For the population as a whole, dexamethasone prior to extubation reduced the use of endotracheal reintubation [RR 0.18 (0.04,0.97), RD -0.086 (-0.162,-0.010)]. Since number needed to treat (NNT) is the inverse of RD, on average twelve infants would need to be treated to prevent 1 reintubation, although confidence intervals are wide [NNT 12 (6,100)]. In the subset of those thought to be at high risk of upper airway edema, a trend favouring dexamethasone did not reach statistical significance (confidence intervals surrounding RR include 1). However the RD does reach significance [RD -0.174 (-0.0344,-0.004)] and on average six high risk infants need to be treated to prevent one reintubation, with very wide confidence intervals [NNT 6 (3,250)].
The drug is not without side-effects and defining the group of infants in whom it is most likely to be effective is desirable. The trial in which infants with one risk factor for upper airway edema (multiple intubations) were excluded (Ferrara 1989) had a reintubation rate in the total study population of 0 of 59 infants.
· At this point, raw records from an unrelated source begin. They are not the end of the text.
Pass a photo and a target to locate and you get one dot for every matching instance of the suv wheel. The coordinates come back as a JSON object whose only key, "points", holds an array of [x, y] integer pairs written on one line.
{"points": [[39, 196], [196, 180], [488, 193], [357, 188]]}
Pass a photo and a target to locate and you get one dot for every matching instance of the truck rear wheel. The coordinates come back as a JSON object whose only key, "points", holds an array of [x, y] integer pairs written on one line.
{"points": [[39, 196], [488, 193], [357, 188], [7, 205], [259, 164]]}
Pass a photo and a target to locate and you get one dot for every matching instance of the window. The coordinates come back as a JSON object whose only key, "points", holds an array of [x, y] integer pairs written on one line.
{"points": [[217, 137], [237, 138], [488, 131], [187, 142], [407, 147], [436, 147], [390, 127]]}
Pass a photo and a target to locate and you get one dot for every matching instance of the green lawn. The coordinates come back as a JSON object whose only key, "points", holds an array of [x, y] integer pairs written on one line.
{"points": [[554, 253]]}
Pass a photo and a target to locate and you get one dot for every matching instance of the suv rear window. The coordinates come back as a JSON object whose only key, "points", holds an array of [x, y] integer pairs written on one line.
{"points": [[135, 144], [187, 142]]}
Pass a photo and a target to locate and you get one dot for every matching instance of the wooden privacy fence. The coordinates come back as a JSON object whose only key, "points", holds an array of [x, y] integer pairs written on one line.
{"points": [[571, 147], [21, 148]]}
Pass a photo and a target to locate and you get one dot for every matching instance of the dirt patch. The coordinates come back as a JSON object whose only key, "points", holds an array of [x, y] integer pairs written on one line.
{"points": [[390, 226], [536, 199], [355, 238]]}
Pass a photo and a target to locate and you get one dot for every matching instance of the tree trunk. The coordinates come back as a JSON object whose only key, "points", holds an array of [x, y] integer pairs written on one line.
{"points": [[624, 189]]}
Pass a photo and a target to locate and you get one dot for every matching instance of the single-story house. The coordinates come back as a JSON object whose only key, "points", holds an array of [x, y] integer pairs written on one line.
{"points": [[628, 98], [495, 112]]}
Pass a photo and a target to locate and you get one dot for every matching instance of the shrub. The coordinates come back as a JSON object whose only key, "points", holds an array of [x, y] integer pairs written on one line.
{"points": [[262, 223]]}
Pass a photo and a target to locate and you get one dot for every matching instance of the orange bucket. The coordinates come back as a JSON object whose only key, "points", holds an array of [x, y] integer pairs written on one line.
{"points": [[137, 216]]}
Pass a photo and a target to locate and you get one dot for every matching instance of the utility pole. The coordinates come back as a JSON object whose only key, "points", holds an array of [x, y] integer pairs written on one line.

The overall treatment effect is therefore derived from the high risk population of Couser 1992 and the population including all intubated infants of Courtney 1992.
Dexamethasone was also effective in reducing the incidence of postextubation stridor [RR 0.39 (0.16,0.93), RD -0.167 (-0.307, -0.027), NNT 6 (3,37)]. This result is heavily influenced by the trial of Couser 1992. Post hoc analysis on the basis of the dose of dexamethasone administered shows that while the multiple dose strategy of Couser reduced the incidence of stridor, the single dose regime of Ferrara 1989 did not. The long term outcome of subglottic stenosis was reported only by Couser and the low incidence of this complication means caution should be exercised in interpreting the trend favouring dexamethasone.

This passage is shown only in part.